Customers with no orders have NA for order information, and orders with customer IDs not in the customers table have NA for customer information.
q4
## # A tibble: 8 × 6
## customer_id name city order_id product amount
## <dbl> <chr> <chr> <dbl> <chr> <dbl>
## 1 1 Alice New York 101 Laptop 1200
## 2 2 Bob Los Angeles 102 Phone 800
## 3 2 Bob Los Angeles 104 Desktop 1500
## 4 3 Charlie Chicago 103 Tablet 300
## 5 4 David Houston NA <NA> NA
## 6 5 Eve Phoenix NA <NA> NA
## 7 6 <NA> <NA> 105 Camera 600
## 8 7 <NA> <NA> 106 Printer 150
q5 <- semi_join(customers, orders, by = "customer_id")
q5
## # A tibble: 3 × 3
## customer_id name city
## <dbl> <chr> <chr>
## 1 1 Alice New York
## 2 2 Bob Los Angeles
## 3 3 Charlie Chicago
nrow(q5)
## [1] 3
Answer: 3 rows.
A semi join returns only rows from the customers table that have matching orders, but it does not include columns from the orders table.
q5
## # A tibble: 3 × 3
## customer_id name city
## <dbl> <chr> <chr>
## 1 1 Alice New York
## 2 2 Bob Los Angeles
## 3 3 Charlie Chicago
q6 <- anti_join(customers, orders, by = "customer_id")
q6
## # A tibble: 2 × 3
## customer_id name city
## <dbl> <chr> <chr>
## 1 4 David Houston
## 2 5 Eve Phoenix
q6
## # A tibble: 2 × 3
## customer_id name city
## <dbl> <chr> <chr>
## 1 4 David Houston
## 2 5 Eve Phoenix
Answer: David and Eve.
These customers appear in the customers table but do not appear in the orders table, meaning they have not placed any orders.
q6
## # A tibble: 2 × 3
## customer_id name city
## <dbl> <chr> <chr>
## 1 4 David Houston
## 2 5 Eve Phoenix
Left join.
Inner join.
all_customers <- left_join(customers, orders, by = "customer_id")

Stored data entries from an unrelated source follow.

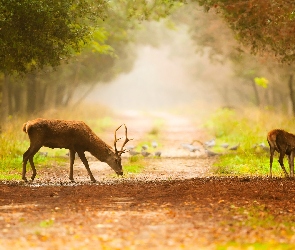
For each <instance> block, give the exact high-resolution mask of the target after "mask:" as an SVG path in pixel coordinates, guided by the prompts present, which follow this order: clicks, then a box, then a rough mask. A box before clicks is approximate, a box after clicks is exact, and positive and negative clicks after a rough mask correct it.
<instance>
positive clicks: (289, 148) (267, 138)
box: [267, 129, 295, 177]
mask: <svg viewBox="0 0 295 250" xmlns="http://www.w3.org/2000/svg"><path fill="white" fill-rule="evenodd" d="M267 141H268V144H269V147H270V177H272V162H273V155H274V152H275V151H277V152H278V153H279V154H280V156H279V163H280V165H281V168H282V169H283V171H284V173H285V176H286V177H288V176H289V175H288V173H287V171H286V169H285V167H284V162H283V160H284V157H285V154H286V155H287V156H288V163H289V168H290V176H291V177H294V150H295V135H293V134H291V133H288V132H286V131H285V130H282V129H274V130H271V131H270V132H268V134H267Z"/></svg>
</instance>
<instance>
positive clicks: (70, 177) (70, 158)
mask: <svg viewBox="0 0 295 250" xmlns="http://www.w3.org/2000/svg"><path fill="white" fill-rule="evenodd" d="M74 161H75V150H72V149H70V176H69V179H70V180H71V181H74V177H73V173H74Z"/></svg>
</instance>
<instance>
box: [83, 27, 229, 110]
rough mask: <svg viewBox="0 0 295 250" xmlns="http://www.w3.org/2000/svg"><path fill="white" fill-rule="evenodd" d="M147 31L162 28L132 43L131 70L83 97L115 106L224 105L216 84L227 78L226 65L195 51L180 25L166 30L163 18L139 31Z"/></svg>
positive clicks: (119, 108) (118, 106) (227, 77)
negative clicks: (211, 59)
mask: <svg viewBox="0 0 295 250" xmlns="http://www.w3.org/2000/svg"><path fill="white" fill-rule="evenodd" d="M151 26H152V27H151ZM151 31H153V32H155V33H159V32H160V33H161V32H162V33H161V34H162V35H161V38H160V39H159V38H156V39H158V42H157V45H156V46H152V45H150V44H148V43H145V44H140V45H137V47H136V50H137V59H136V61H135V63H134V66H133V69H132V71H130V72H129V73H128V74H122V75H119V76H118V77H117V78H116V79H115V80H113V81H112V82H110V83H106V84H98V85H97V86H96V88H95V89H94V91H93V92H92V93H91V94H90V95H89V96H88V97H87V100H86V101H88V102H91V103H100V104H103V105H106V106H108V107H110V108H113V109H115V110H118V109H120V110H121V109H125V110H159V109H161V110H163V109H165V110H167V109H169V110H173V109H174V108H177V107H181V106H189V105H191V104H193V103H196V102H198V103H203V105H206V103H207V104H209V103H210V105H212V104H214V105H216V106H218V105H225V103H224V100H222V98H221V95H220V93H218V91H216V89H218V88H216V86H220V85H222V84H224V83H225V82H226V81H228V79H230V78H231V74H232V72H231V69H230V67H229V66H228V65H222V64H217V63H215V64H213V63H212V62H211V61H210V59H209V56H208V53H206V50H205V53H203V54H200V53H197V52H196V47H195V45H194V43H193V41H192V39H191V37H190V35H189V33H188V28H187V27H186V26H185V25H179V26H178V27H176V29H174V30H167V27H165V25H164V24H163V23H162V24H161V23H160V24H159V23H150V24H149V29H148V30H147V31H146V32H145V33H144V36H145V37H153V32H151ZM163 34H164V35H163ZM118 60H120V59H118ZM229 99H232V98H229Z"/></svg>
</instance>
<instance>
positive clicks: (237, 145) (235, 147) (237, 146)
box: [229, 143, 240, 150]
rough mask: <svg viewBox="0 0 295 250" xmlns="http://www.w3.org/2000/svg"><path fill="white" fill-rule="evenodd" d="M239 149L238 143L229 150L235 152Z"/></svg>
mask: <svg viewBox="0 0 295 250" xmlns="http://www.w3.org/2000/svg"><path fill="white" fill-rule="evenodd" d="M239 147H240V143H239V144H237V145H235V146H232V147H230V148H229V150H237V149H238V148H239Z"/></svg>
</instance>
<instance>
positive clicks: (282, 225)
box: [216, 201, 295, 250]
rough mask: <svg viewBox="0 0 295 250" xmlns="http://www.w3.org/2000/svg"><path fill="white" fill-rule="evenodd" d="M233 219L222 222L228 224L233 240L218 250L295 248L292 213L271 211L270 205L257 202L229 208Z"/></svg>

customers_with_orders <- inner_join(customers, orders, by = "customer_id")
all_customers
## # A tibble: 6 × 6
## customer_id name city order_id product amount
## <dbl> <chr> <chr> <dbl> <chr> <dbl>
## 1 1 Alice New York 101 Laptop 1200
## 2 2 Bob Los Angeles 102 Phone 800
## 3 2 Bob Los Angeles 104 Desktop 1500
## 4 3 Charlie Chicago 103 Tablet 300
## 5 4 David Houston NA <NA> NA
## 6 5 Eve Phoenix NA <NA> NA
customers_with_orders
## # A tibble: 4 × 6
## customer_id name city order_id product amount
## <dbl> <chr> <chr> <dbl> <chr> <dbl>
## 1 1 Alice New York 101 Laptop 1200
## 2 2 Bob Los Angeles 102 Phone 800
## 3 2 Bob Los Angeles 104 Desktop 1500
## 4 3 Charlie Chicago 103 Tablet 300
Create a summary showing each customer’s name, city, total number of orders, and total amount spent.
q8 <- customers %>%
left_join(orders, by = "customer_id") %>%
group_by(customer_id, name, city) %>%
summarise(
total_orders = sum(!is.na(order_id)),
total_spent = sum(amount, na.rm = TRUE),
.groups = "drop"
)
q8
## # A tibble: 5 × 5
## customer_id name city total_orders total_spent
## <dbl> <chr> <chr> <int> <dbl>
## 1 1 Alice New York 1 1200
## 2 2 Bob Los Angeles 2 2300
## 3 3 Charlie Chicago 1 300
## 4 4 David Houston 0 0
## 5 5 Eve Phoenix 0 0
This table shows each customer, their number of orders, and total amount spent. Customers without orders are still included.